Screening for colorectal cancer (CRC) is defined by racial differences, which could be explained through social context.
Social context could play a role in the differences in screening for colorectal cancer (CRC), according to a study published in Ochsner Journal. Racial differences in screening adherence could be driven by social context that also affects disparities in CRC.
Cancer disparities in demographic groups have persisted even as CRC incidence has declined overall in the past 50 years. Socioeconomic inequalities have driven the differences in access, early detection, and timely treatment in CRC disparities.

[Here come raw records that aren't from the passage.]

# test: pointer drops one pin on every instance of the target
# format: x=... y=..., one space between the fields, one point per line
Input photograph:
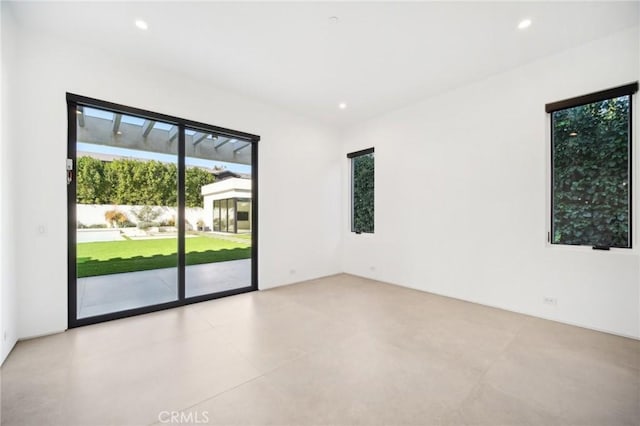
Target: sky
x=146 y=155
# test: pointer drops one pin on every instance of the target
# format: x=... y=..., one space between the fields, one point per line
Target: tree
x=591 y=174
x=135 y=182
x=363 y=193
x=93 y=185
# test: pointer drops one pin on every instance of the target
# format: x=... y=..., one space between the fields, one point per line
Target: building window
x=362 y=190
x=591 y=169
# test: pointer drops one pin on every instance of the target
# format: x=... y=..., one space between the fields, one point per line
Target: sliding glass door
x=145 y=217
x=217 y=167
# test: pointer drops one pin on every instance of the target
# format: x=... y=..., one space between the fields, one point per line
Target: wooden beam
x=226 y=141
x=199 y=139
x=242 y=147
x=117 y=119
x=80 y=111
x=173 y=136
x=147 y=126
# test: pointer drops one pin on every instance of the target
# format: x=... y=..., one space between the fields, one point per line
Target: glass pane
x=218 y=171
x=591 y=174
x=126 y=195
x=363 y=193
x=216 y=215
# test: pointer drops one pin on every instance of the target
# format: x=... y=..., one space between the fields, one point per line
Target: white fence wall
x=93 y=214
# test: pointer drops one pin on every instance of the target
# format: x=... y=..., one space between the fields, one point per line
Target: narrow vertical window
x=362 y=190
x=591 y=169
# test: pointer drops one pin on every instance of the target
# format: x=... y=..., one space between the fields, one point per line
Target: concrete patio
x=118 y=292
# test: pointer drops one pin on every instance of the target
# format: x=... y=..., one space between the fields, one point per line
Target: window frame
x=75 y=101
x=612 y=93
x=351 y=156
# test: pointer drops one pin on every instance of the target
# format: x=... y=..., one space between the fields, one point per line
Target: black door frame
x=73 y=101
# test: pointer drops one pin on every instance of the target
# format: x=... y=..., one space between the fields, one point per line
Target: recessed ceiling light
x=525 y=23
x=141 y=24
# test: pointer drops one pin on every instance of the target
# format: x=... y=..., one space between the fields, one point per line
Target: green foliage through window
x=591 y=174
x=362 y=192
x=135 y=182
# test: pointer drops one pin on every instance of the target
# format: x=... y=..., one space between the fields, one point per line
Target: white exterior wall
x=8 y=135
x=472 y=223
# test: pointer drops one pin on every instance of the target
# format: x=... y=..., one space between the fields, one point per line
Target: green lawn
x=111 y=257
x=242 y=236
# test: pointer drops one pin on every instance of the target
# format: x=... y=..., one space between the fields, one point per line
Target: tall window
x=362 y=190
x=591 y=169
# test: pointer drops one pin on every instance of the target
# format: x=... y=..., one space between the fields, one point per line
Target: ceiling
x=377 y=57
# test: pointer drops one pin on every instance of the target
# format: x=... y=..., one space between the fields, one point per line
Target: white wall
x=8 y=320
x=296 y=156
x=462 y=189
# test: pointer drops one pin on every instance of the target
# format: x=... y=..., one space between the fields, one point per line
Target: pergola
x=123 y=131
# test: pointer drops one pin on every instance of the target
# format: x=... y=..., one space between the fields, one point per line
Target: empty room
x=319 y=213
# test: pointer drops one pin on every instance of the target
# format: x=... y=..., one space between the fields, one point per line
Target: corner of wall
x=8 y=320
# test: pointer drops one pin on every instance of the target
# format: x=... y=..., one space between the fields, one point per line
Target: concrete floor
x=335 y=351
x=117 y=292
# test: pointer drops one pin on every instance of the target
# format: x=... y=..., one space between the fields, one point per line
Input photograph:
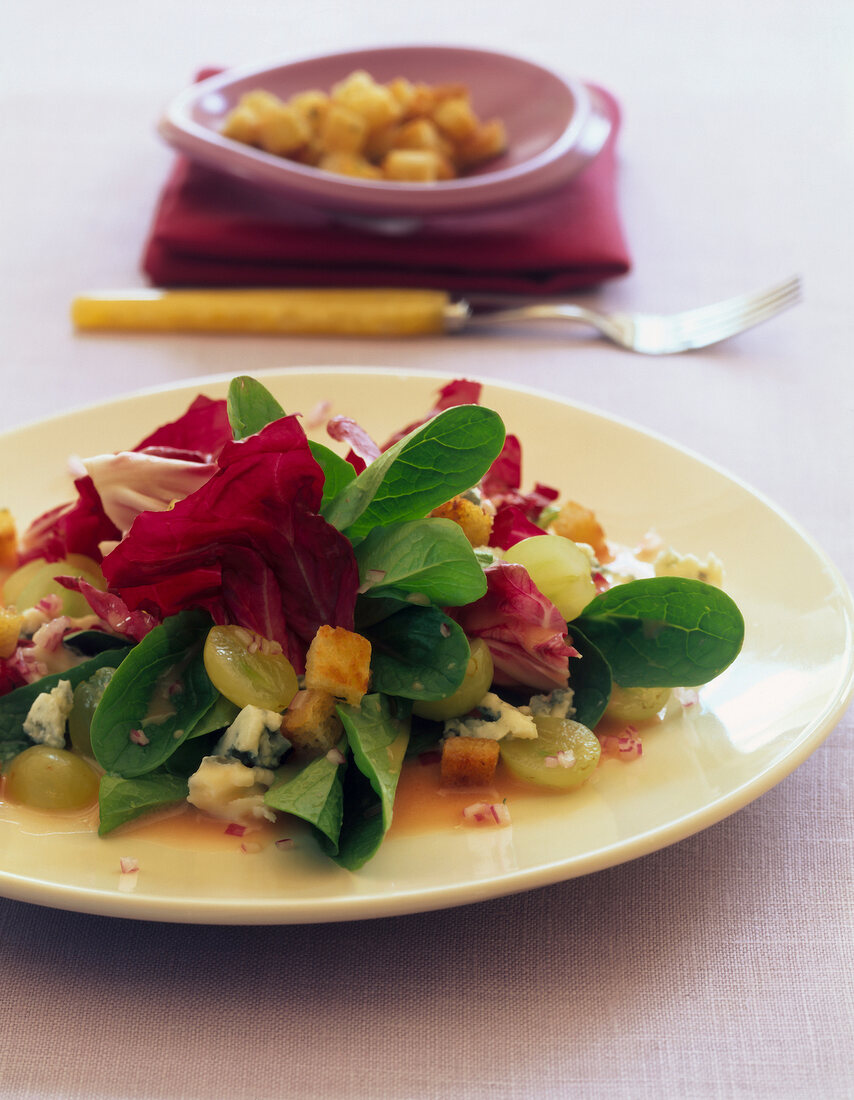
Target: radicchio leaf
x=248 y=547
x=70 y=528
x=524 y=630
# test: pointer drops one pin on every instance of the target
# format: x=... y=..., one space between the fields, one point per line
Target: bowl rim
x=538 y=173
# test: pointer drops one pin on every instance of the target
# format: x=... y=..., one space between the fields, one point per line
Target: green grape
x=635 y=704
x=87 y=695
x=247 y=678
x=51 y=779
x=475 y=684
x=36 y=580
x=538 y=761
x=559 y=569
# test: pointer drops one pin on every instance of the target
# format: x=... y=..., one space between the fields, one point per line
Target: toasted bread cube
x=10 y=630
x=8 y=540
x=283 y=131
x=311 y=105
x=488 y=141
x=310 y=723
x=475 y=523
x=241 y=124
x=339 y=662
x=412 y=165
x=403 y=91
x=349 y=164
x=419 y=133
x=379 y=142
x=373 y=101
x=342 y=130
x=469 y=761
x=456 y=118
x=577 y=523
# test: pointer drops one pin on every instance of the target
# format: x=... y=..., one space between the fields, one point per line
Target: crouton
x=310 y=723
x=469 y=761
x=10 y=630
x=8 y=540
x=577 y=523
x=475 y=523
x=339 y=662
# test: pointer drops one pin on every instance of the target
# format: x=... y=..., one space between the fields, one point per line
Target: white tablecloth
x=719 y=967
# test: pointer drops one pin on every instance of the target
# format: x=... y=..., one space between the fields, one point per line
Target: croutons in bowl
x=396 y=130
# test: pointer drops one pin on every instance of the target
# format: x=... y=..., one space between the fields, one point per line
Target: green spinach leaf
x=418 y=652
x=444 y=457
x=122 y=800
x=338 y=473
x=91 y=642
x=315 y=794
x=15 y=705
x=590 y=680
x=221 y=714
x=378 y=733
x=250 y=407
x=665 y=631
x=426 y=558
x=159 y=693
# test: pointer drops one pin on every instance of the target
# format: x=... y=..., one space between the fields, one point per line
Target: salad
x=236 y=618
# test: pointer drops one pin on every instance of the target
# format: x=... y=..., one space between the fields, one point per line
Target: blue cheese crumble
x=230 y=791
x=670 y=563
x=494 y=721
x=254 y=738
x=557 y=704
x=45 y=721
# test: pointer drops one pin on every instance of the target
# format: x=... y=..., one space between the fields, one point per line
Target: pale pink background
x=721 y=967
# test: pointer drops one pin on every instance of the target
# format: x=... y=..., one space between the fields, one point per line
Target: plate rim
x=402 y=902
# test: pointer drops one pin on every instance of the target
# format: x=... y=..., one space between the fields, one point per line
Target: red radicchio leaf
x=70 y=528
x=80 y=526
x=111 y=609
x=502 y=481
x=204 y=428
x=248 y=546
x=511 y=526
x=458 y=392
x=524 y=630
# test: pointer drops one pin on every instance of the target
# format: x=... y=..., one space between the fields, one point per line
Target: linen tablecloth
x=720 y=967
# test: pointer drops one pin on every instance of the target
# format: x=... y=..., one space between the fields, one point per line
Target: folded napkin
x=212 y=230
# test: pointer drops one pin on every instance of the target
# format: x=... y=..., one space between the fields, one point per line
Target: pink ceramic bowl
x=555 y=127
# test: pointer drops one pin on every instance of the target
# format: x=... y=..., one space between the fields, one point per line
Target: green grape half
x=32 y=582
x=51 y=779
x=539 y=760
x=242 y=668
x=559 y=569
x=477 y=682
x=635 y=704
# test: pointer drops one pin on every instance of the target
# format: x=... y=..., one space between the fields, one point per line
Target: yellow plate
x=754 y=725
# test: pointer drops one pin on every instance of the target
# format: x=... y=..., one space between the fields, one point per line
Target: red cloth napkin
x=212 y=230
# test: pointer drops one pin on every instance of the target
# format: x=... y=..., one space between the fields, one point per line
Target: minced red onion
x=486 y=813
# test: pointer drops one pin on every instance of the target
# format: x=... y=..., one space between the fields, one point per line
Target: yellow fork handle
x=357 y=312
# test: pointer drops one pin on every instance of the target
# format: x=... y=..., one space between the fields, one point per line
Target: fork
x=404 y=312
x=648 y=333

"A complex array of factors (patient, provider, health system, community, public policy) impact cancer screening utilization," the authors noted.
The incidence and mortality rates for CRC are higher than the national rates in Louisiana, where these disparities persist even though the incidence and mortality rates of CRC have been declining overall. This study aimed to examine how relationships between CRC, area deprivation index (ADI), and patient characteristics differ by population and the strength of the associations by subpopulations.
This study conducted a retrospective cohort analysis on patients who were aged 50 to 75 years when they were treated at Ochsner Health, which consists of 47 hospitals and 370 health and urgent care centers, between July 1, 2012, and December 31, 2020. The observational period took place from July 1, 2013, to December 31, 2019. Patients were included if they were aged 50 to 74 years, had no diagnosis of CRC prior to the index period, were residents of Louisiana, and had 3 or more primary care encounters.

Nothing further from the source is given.